We didn’t know it at the time but the Wolves team who were beaten 3-1 contained some very significant names……Kenny Hibbitt, John McAlle and John Richards.
Also in there were Alan Boswell, Jimmy McVeigh, Dave Galvin, Derek Clarke, Paul Walker, Jimmy Seal and Bertie Lutton, the latter of whom scored Wolves goal in the 26th minute – at a time when they were already three down.
Rangers’ scorers – for those readers who remember their players from more than half a century ago – were Phil Weston, Keith Mottershead (penalty) and Ray Williams.
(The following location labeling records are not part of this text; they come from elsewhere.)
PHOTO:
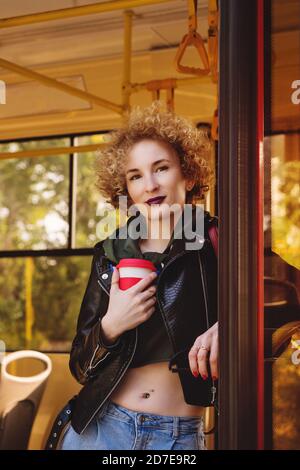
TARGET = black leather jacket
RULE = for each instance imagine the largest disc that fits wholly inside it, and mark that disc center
(187, 299)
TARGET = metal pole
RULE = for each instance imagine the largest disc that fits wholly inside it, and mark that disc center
(126, 90)
(51, 151)
(76, 11)
(52, 83)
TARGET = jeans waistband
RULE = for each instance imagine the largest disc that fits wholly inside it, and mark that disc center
(176, 424)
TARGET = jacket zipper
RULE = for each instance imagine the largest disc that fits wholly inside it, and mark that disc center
(158, 300)
(121, 376)
(90, 367)
(213, 388)
(134, 349)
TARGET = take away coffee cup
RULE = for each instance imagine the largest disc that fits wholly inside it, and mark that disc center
(132, 270)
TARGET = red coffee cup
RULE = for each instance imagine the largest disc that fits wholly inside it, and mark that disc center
(132, 270)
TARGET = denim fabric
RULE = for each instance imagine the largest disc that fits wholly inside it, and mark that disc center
(119, 428)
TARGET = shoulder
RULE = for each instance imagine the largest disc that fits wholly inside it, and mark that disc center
(210, 219)
(98, 249)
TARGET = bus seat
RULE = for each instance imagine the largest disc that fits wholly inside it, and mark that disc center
(19, 400)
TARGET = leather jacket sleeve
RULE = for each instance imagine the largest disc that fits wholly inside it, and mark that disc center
(89, 353)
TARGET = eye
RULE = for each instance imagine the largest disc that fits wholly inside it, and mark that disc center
(133, 177)
(162, 168)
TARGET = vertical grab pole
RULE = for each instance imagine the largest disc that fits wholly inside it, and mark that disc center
(260, 235)
(126, 91)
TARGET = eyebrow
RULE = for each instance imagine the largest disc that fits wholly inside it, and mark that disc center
(154, 163)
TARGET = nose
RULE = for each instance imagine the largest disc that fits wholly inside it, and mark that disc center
(151, 183)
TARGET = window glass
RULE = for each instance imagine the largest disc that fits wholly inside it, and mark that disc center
(39, 305)
(282, 231)
(34, 198)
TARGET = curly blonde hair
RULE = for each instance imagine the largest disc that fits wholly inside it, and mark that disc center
(192, 146)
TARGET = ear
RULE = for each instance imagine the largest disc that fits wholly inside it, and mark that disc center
(190, 184)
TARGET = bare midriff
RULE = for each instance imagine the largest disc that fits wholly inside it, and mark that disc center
(153, 388)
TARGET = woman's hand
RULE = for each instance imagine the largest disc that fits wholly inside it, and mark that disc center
(128, 308)
(205, 345)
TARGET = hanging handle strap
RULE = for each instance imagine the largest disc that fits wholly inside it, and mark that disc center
(192, 38)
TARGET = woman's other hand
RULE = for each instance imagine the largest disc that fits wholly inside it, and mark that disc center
(204, 349)
(128, 308)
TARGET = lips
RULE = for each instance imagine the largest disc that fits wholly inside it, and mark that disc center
(156, 200)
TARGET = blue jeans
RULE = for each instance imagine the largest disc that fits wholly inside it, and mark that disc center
(119, 428)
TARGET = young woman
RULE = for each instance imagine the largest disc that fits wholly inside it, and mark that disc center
(125, 340)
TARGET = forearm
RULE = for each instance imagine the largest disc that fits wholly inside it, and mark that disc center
(108, 332)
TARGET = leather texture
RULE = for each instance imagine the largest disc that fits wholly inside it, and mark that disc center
(187, 297)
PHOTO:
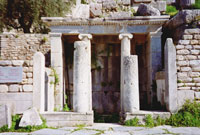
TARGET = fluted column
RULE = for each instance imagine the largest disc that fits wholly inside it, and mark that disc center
(125, 51)
(87, 38)
(57, 64)
(131, 84)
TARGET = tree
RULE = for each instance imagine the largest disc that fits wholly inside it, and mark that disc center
(26, 14)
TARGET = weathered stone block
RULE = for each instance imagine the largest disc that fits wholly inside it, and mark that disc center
(81, 11)
(30, 81)
(95, 10)
(194, 42)
(194, 63)
(30, 118)
(186, 69)
(184, 51)
(109, 4)
(180, 57)
(183, 95)
(184, 42)
(196, 36)
(182, 63)
(197, 69)
(147, 10)
(187, 37)
(120, 15)
(5, 117)
(14, 88)
(197, 47)
(17, 62)
(3, 88)
(178, 47)
(188, 47)
(195, 52)
(160, 5)
(29, 75)
(197, 95)
(126, 2)
(191, 57)
(192, 31)
(186, 3)
(194, 74)
(182, 75)
(5, 63)
(28, 88)
(141, 1)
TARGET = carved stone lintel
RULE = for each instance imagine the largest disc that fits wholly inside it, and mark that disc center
(121, 36)
(85, 37)
(55, 35)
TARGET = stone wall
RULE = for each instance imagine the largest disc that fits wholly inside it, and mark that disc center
(17, 50)
(115, 9)
(188, 65)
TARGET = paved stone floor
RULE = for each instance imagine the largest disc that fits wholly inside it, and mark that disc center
(114, 129)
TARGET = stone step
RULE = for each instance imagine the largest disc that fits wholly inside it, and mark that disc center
(142, 114)
(62, 119)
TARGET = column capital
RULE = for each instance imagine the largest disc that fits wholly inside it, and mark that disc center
(55, 34)
(85, 36)
(123, 35)
(155, 34)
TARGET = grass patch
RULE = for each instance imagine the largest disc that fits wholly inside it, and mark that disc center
(15, 126)
(196, 5)
(171, 10)
(187, 116)
(112, 118)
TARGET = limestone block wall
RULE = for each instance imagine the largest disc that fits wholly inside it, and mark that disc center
(120, 8)
(17, 50)
(188, 65)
But the Express & Star reporter who approached McGarry afterwards for a comment about the game was disappointed. The manager’s response was: “We don’t talk about these things. It was only the second team.”
Curiously, given that the photo of the signing of the £70,000 McCalliog appeared on the back of the paper on the day of the Stafford game, news of another bid came to light within a few days.
The night before the July 31 match with Rangers, McGarry had used the 1-1 draw at Bristol City – where McAlle and Walker went on as substitutes and where Wolves were saved from defeat by a twice-taken Peter Knowles penalty – to make a £60,000 offer for home forward Chris Garland.
Nothing came of that matter and the Bristolian, who was born six days before Cullis’s Wolves won the 1949 FA Cup final, scored a match-winning hat-trick for Leicester against McGarry’s men in the second half of 1975.
McCalliog will have a keen eye on tomorrow’s Molineux meeting of two of his former clubs and is planing to be in Wolverhampton for several days early in September to sign copies of his book at organised sessions.